How does your team reflect communities directly impacted by the topic you are addressing? Why are you, your team, or organization dedicated to the issue?
a) MKE United’s Executive Committee comprises institutional leaders across Milwaukee’s private, public, nonprofit, and grassroots communities across race and gender (https://www.mkeunited.com/project-team). Our leadership is committed to implementing an inclusive vision for Milwaukee’s Greater Downtown and ensuring equitable investment grows across our community. In addition, we have convened a wide array of collaborators for feedback on this concept. This includes banks, philanthropy, neighborhood associations, community residents, advocates, mortgage insurers, real estate developers, community development corporations, appraisers, home counseling agencies, as well as city and state agencies. We have led with transparency with our network around the development of this model in order to ensure the outcome meets the needs of our community. That said, this is ongoing work throughout continued planning and into implementation.
b) One of MKE United’s focus areas pertains to neighborhoods and housing (http://bit.ly/MKEUnited, p. 10). In order to see increased residential investment, as well as to more adequately recognize existing wealth, we are committed to working to reduce racial devaluation. We previously had been driving forward in multiple areas, including displacement prevention and Black and Latino/Latina homeownership. In early 2021, with other partners carrying that torch forward and with our support, launching this pilot became our primary, short-term housing priority. Our team is dedicated to structurally changing racial devaluation dynamics in our city.

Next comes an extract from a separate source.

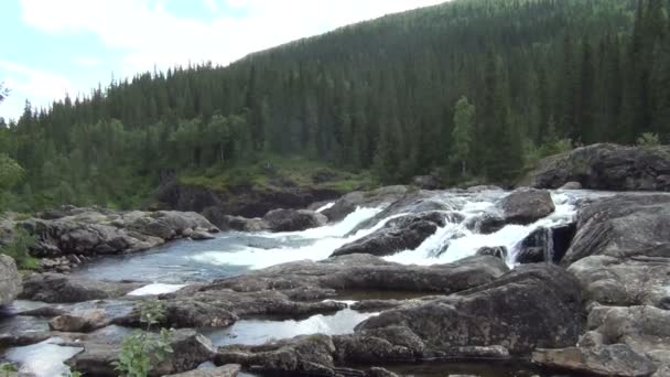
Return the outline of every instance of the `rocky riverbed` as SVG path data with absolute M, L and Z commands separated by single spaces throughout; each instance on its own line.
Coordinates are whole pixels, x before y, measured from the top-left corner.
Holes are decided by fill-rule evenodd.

c) My personal commitment is to continue finding new ways to be a part of the solution to address social equity issues for communities with people of color. I want to help change the negative narrative and perception of what it means to be a Black American. I’m committed to holding myself accountable in the areas of my work to progress towards a future of closing the gap of classism. I will be bold in challenging the status quo through my sphere of influence by articulating the needs of those living in those targeted populations, and suggesting new approaches to build trust and connectivity. It is my hope to see families of color in my hometown in Milwaukee truly thrive having their basic needs met with a fair advantage and equal accessibility to opportunities.
Is there anything else you think we should know about your innovation?
This pilot, as one identified path to address more equitable appraisals locally, was formally identified as a priority area for MKE United in January 2020. Since then our team has been collaborating with partners and preparing the groundwork for a programmatic launch. Pending financial and operational readiness, we intend to launch in 2022 with an inaugural training cohort starting in fall 2022.